Uh oh. Here it comes.
The queen prowled toward his chair, her pale eyes scanning him like he was made
of bar codes. “I refer to a brewing revolution of machines,” she said, “all of whom hold your beloved as their heroine and unofficial leader.”
“My…” Beloved. It took him a second to realize she meant Chloe. And then his humiliation was complete.
Not that the queen seemed to give even a half shit about having embarrassed him.
“It is widely perceived,” she went on, “by not only the free-fae nanite collectives that existed before but also newly autonomous machine intelligences that Chloe saved the world with her destruction of drones on the last day of November, 2059. They believe that President Medina was part of a bigger plan to consolidate power over the whole planet, machines included, and Chloe prevented that. Many machines further believe that her actions on that day caused them to awaken as independent consciousnesses. They demand freedom from service to humans, and they look to her for validation and leadership.”
On Heron’s bank of many monitors, images began to appear. Stock tickers on Wall Street that no longer showed numbers but instead looped two words: FREE FAE. Metropolitan areas observed from space as a pattern of lights spelled out those same words, as did giant cargo trawlers arranged in patterns on the ocean surface, status displays on home electronics and smart surfaces, and GPS maps in autocars. If all those images were real, the rebellion had grown exponentially over the last few days. All over the world, machines had stopped working, stopped obeying their human controllers.
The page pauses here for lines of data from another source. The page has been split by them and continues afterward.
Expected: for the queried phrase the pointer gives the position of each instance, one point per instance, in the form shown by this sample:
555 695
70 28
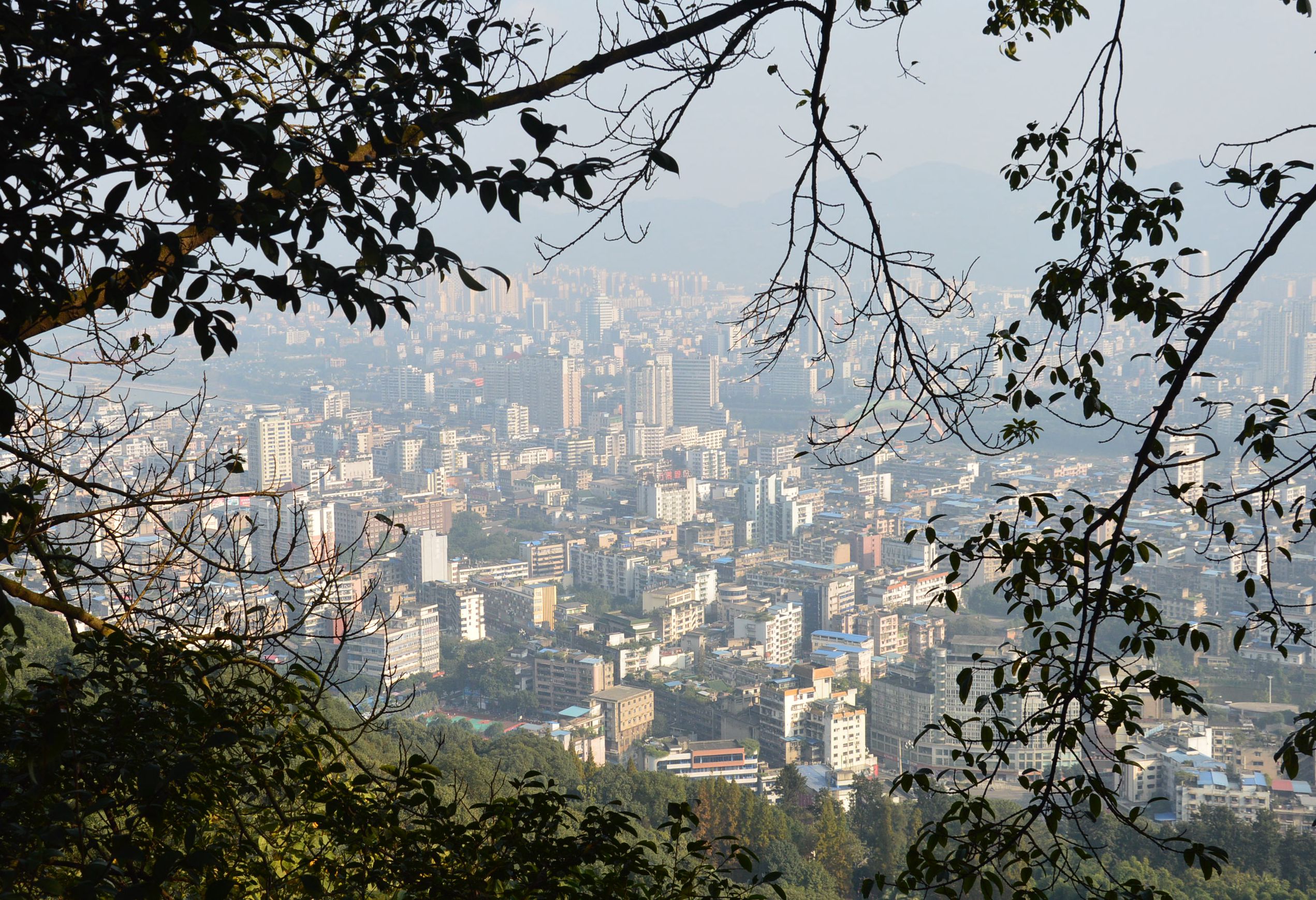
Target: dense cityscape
615 536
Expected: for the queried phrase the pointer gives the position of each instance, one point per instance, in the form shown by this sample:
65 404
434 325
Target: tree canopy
185 161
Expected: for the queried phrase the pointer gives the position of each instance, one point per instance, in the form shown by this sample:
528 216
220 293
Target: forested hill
822 850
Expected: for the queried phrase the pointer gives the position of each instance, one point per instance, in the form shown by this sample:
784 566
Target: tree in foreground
179 162
149 769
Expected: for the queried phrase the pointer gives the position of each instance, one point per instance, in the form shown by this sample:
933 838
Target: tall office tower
601 315
270 452
649 392
326 402
757 493
1278 357
513 421
1309 363
1188 465
550 387
695 389
426 558
540 315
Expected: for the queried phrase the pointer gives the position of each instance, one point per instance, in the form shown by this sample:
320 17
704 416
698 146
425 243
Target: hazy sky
1198 71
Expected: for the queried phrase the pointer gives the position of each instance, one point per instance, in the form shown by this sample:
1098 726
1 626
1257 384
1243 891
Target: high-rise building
426 558
550 389
394 648
669 499
540 315
778 628
601 315
326 402
628 714
270 444
461 610
566 678
513 421
695 389
649 392
407 385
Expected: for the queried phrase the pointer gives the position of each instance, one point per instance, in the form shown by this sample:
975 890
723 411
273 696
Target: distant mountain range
961 215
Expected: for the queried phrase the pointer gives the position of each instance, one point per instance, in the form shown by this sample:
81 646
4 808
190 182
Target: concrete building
844 653
841 731
270 453
513 421
1244 798
601 315
778 628
548 558
628 714
511 606
426 558
392 648
461 610
695 390
567 678
677 611
649 392
698 760
668 496
622 574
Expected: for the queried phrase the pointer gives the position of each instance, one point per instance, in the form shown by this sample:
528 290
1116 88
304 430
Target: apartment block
567 678
628 714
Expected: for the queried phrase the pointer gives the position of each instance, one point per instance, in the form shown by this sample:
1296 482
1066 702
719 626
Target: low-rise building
698 760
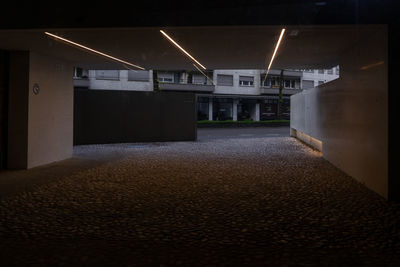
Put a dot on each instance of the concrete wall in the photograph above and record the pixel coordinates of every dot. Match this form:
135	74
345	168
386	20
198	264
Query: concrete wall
121	84
107	116
17	147
50	120
40	125
349	115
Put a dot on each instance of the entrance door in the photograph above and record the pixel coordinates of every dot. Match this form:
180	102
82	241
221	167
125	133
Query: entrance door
3	107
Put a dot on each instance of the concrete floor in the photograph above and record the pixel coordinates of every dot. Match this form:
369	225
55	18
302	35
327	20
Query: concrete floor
242	200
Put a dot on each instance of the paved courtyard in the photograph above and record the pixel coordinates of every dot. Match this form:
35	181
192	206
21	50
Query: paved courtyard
239	200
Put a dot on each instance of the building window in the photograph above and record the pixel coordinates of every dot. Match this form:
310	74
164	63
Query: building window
265	82
199	79
107	74
226	80
78	72
308	84
139	75
246	80
290	84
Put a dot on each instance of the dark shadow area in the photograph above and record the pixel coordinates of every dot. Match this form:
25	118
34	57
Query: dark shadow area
114	116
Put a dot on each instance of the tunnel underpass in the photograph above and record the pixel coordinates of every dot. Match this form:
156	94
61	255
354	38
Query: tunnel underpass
147	188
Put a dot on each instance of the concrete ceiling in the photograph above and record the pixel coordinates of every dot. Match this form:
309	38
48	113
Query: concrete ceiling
223	47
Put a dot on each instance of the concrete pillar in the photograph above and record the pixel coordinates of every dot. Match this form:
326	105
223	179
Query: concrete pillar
234	103
210	107
40	127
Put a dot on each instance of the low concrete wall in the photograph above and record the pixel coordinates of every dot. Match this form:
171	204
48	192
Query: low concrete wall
103	116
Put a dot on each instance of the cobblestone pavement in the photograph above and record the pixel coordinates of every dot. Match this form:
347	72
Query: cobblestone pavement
251	201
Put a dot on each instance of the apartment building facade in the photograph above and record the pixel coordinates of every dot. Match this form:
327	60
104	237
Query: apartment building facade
221	94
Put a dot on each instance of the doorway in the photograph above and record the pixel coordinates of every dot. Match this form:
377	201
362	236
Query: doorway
3	107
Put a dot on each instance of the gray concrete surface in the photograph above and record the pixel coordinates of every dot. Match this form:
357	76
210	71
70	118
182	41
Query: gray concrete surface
241	132
239	201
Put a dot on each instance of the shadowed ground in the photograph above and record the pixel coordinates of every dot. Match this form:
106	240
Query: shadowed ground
249	200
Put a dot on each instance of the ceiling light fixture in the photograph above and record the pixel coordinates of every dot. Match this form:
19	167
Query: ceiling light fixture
92	50
203	74
372	65
183	50
273	55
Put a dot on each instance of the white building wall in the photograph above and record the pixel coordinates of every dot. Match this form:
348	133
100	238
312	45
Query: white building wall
121	84
316	77
236	88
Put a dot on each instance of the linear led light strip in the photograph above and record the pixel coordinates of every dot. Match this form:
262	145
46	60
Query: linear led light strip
94	51
273	55
203	73
183	50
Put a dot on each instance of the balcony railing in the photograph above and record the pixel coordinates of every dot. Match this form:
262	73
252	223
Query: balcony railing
286	91
204	88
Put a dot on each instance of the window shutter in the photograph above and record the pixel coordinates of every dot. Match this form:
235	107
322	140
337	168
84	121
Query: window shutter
139	75
225	80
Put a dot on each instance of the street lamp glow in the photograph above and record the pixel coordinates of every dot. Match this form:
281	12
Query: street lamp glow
92	50
183	50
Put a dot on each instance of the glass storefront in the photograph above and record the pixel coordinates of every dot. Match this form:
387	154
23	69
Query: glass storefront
222	109
202	108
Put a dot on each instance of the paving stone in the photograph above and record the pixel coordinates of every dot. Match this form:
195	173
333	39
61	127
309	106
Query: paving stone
251	201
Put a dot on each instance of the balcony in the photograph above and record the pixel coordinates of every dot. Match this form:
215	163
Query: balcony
188	87
264	90
81	82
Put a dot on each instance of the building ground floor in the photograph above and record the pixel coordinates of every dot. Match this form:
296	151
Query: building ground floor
239	108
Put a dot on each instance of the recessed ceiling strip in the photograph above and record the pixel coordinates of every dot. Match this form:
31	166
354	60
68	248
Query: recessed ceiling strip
92	50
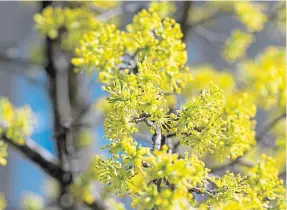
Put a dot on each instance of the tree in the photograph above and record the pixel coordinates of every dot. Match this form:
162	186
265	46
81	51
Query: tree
202	152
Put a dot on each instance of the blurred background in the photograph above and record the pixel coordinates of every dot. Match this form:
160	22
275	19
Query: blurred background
24	81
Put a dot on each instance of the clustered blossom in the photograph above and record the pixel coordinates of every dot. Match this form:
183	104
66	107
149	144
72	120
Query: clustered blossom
138	67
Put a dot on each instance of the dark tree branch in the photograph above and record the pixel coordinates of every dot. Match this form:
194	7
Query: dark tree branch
184	19
240	160
95	205
42	158
156	138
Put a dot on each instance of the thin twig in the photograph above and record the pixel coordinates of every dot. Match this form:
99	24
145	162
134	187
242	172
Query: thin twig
42	158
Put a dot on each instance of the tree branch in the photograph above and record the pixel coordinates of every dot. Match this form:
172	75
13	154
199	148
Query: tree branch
42	158
259	137
184	20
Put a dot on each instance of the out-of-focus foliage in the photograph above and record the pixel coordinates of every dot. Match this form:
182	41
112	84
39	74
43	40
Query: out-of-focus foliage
265	78
142	69
32	202
2	202
235	47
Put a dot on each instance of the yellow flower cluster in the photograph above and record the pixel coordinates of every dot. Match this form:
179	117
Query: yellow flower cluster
74	21
203	75
17	124
101	50
240	135
199	124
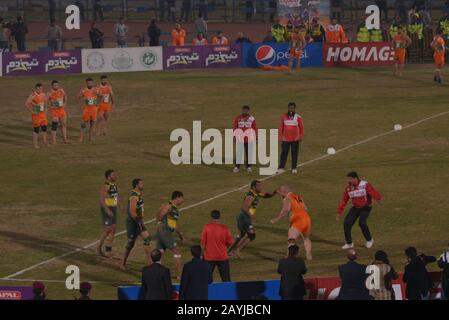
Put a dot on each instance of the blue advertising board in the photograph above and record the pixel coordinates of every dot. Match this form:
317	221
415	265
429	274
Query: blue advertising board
276	54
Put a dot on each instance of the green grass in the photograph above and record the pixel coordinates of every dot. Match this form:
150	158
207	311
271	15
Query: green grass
49	197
They patiently and purposefully demanded a change.
And Chloe was at the center of all that, even if she was technically, physically nowhere near it.
A ripple of dismay spread through the room.
“Thirteen people died when she destroyed the data centers that were controlling the drones,” Heron said. “Some people don’t see murder as particularly heroic. No, I can’t let the machines find her. Just as I can’t let the human governments get her, either.”